Integrated RNA and DNA sequencing improves mutation detection in low purity tumors

Abstract

Identifying somatic mutations is critical for cancer genome characterization and for prioritizing patient treatment. DNA whole exome sequencing (DNA-WES) is currently the most popular technology; however, this yields low sensitivity in low purity tumors. RNA sequencing (RNA-seq) covers the expressed exome with depth proportional to expression. We hypothesized that integrating DNA-WES and RNA-seq would enable superior mutation detection versus DNA-WES alone. We developed a first-of-its-kind method, called UNCeqR, that detects somatic mutations by integrating patient-matched RNA-seq and DNA-WES. In simulation, the integrated DNA and RNA model outperformed the DNA-WES only model. Validation by patient-matched whole genome sequencing demonstrated superior performance of the integrated model over DNA-WES only models, including a published method and published mutation profiles. Genome-wide mutational analysis of breast and lung cancer cohorts (n = 871) revealed remarkable tumor genomics properties. Low purity tumors experienced the largest gains in mutation detection by integrating RNA-seq and DNA-WES. RNA provided greater mutation signal than DNA in expressed mutations. Compared to earlier studies on this cohort, UNCeqR increased mutation rates of driver and therapeutically targeted genes (e.g. PIK3CA, ERBB2 and FGFR2).
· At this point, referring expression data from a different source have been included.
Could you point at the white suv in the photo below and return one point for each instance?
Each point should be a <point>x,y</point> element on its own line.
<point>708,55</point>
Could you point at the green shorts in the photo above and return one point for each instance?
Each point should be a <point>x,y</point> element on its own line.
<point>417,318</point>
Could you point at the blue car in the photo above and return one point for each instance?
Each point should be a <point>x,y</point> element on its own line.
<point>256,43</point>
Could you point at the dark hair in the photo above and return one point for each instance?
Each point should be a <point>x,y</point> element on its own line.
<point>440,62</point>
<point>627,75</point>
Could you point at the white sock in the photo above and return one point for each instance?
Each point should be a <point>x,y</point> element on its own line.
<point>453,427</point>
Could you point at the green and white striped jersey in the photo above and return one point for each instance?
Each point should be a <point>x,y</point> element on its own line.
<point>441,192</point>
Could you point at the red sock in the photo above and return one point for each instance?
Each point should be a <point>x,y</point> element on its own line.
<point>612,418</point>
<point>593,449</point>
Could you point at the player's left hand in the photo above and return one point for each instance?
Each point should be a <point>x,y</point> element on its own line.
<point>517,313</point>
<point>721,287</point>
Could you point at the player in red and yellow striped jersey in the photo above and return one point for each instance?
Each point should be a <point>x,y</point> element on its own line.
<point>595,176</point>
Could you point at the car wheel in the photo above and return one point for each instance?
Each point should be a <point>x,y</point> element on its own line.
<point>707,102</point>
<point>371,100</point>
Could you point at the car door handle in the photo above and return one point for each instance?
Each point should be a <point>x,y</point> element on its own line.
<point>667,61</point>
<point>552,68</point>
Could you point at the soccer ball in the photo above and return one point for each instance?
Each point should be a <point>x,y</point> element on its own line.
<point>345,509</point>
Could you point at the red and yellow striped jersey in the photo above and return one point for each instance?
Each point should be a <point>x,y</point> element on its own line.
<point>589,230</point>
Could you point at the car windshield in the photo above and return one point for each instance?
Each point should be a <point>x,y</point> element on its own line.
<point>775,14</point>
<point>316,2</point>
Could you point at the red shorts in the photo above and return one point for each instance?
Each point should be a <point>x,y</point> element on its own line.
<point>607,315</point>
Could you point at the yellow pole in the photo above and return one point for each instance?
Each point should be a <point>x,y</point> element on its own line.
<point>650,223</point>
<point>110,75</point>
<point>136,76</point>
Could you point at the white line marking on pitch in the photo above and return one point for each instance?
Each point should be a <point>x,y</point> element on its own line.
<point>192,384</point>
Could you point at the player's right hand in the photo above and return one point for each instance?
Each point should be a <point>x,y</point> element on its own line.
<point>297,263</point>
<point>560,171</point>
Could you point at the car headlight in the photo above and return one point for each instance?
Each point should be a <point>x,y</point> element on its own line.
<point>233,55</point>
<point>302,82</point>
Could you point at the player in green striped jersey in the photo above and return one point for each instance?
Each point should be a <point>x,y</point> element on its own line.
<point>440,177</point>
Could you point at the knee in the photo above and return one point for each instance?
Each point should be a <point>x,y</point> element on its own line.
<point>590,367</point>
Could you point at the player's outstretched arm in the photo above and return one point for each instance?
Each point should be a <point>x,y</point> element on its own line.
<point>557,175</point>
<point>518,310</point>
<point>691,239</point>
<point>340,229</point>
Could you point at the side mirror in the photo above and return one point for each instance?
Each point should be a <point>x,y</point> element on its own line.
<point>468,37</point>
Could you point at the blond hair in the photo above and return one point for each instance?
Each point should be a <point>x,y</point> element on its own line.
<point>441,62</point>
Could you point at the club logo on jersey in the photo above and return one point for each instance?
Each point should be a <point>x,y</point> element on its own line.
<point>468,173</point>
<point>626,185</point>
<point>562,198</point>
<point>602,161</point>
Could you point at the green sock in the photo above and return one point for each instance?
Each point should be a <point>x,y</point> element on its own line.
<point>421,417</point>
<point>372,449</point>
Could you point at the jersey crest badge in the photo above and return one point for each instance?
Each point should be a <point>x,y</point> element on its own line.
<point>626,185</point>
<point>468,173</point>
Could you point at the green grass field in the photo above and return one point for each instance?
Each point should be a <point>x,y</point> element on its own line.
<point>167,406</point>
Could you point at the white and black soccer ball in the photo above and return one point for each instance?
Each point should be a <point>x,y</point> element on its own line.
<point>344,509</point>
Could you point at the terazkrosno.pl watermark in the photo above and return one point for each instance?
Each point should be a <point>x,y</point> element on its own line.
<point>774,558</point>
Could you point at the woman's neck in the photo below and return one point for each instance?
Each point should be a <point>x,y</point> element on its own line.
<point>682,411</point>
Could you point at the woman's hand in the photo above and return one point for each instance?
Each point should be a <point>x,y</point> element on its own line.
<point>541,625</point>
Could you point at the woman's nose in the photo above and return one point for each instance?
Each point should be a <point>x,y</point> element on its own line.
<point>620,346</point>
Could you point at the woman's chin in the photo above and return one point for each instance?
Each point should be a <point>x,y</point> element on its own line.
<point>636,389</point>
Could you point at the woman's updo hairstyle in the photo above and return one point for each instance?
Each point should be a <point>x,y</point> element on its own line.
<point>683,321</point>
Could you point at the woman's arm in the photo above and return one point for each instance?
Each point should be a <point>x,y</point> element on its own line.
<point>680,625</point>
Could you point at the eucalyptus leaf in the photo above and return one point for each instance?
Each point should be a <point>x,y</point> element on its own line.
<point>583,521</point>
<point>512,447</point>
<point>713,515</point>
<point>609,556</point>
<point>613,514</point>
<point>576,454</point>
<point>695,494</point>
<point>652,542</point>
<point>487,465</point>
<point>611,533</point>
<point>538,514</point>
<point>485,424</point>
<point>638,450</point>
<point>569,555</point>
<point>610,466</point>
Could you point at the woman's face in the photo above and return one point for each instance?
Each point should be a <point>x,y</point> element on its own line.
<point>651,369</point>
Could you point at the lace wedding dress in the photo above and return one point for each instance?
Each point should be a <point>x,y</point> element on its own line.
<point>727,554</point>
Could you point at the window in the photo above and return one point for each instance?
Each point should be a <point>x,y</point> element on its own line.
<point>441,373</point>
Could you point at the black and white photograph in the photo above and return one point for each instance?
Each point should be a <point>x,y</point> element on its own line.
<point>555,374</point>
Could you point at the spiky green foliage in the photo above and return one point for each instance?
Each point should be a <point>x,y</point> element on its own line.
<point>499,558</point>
In summary, integrating RNA-seq with DNA-WES increases mutation detection performance, especially for low purity tumors.

Figure 1.

Mutation detection performance in simulated tumor genomes. Model performance is displayed as receiver operating characteristic curves. Sensitivity plateaus below 1 because simulated mutations include sites with zero tumor sequencing depth in DNA and/or RNA (see ‘Simulation analysis’ methods).

Figure 2.

Validation of mutation detection by whole genome sequencing. The number of true positives and false positives of mutation detection models are plotted as step functions. At fixed false positive totals (250, 500 or 1000), each pair of models was compared for differences in number of true positives (*). The published mutation set , did not include mutation rankings and was not amenable to rank-based statistical analysis.

Figure 3.

Mutation signal in RNA versus DNA. Mutant allele fraction distributions of UNCeqR_META expressed mutations from the lung triplet cohort tumor sequencing (A). Germline variant allele fraction distributions of expressed germline variants from lung quadruplet cohort germline sequencing (B). Diagonal lines indicate equal allelic fraction between DNA and RNA, with points above the diagonal having greater allelic fraction in RNA, below the diagonal greater allelic fraction in DNA. Breast cancer somatic mutation and germline allele distributions in Supplementary Figure S6. Distributions of MAF difference among driver genes having a significant difference in MAF over all mutations (C). MAF distributions for all TP53 UNCeqR_META mutations, expressed and unexpressed (C and D).

Figure 4.

Tumor purity effects on mutation detection. Lines summarize breast and lung triplet cohorts, displaying total mutation ratios (A) or mean mutant allele fraction difference within expressed mutations (B) among tumors, binned by tumor purity quintile and plotted at midpoint. Pearson's correlation tests compared the association of mutation ratio and MAF associations among triplet cohort tumors (P). MAF distributions from two exemplar low purity tumors’ mutations (C and D). Diagonal lines indicate equal MAF in DNA-WES and RNA-seq, with mutations above the diagonal having greater MAF in RNA, below the diagonal greater MAF in DNA. Unexpressed mutations are marked along the horizontal axes in (C and D).

Figure 5.

Example of somatic mutation only detectable by RNA and DNA integration.  Mutation detected by UNCeqR_METAP = 1e-16. Read alignment display from integrative genomics viewer (43) for a low purity breast tumor at the major mutational hotspot of PIK3CA (47).

Figure 6.

Novel mutation discoveries in cancer-relevant genes. Increases in mutation absolute count versus relative increase are displayed for selected genes (A and B). Percentage increase is the number of novel UNCeqR_META mutations over the number of published mutations ,or a gene. Absolute counts for select genes among breast (C) and lung (D) cancer expression subtypes.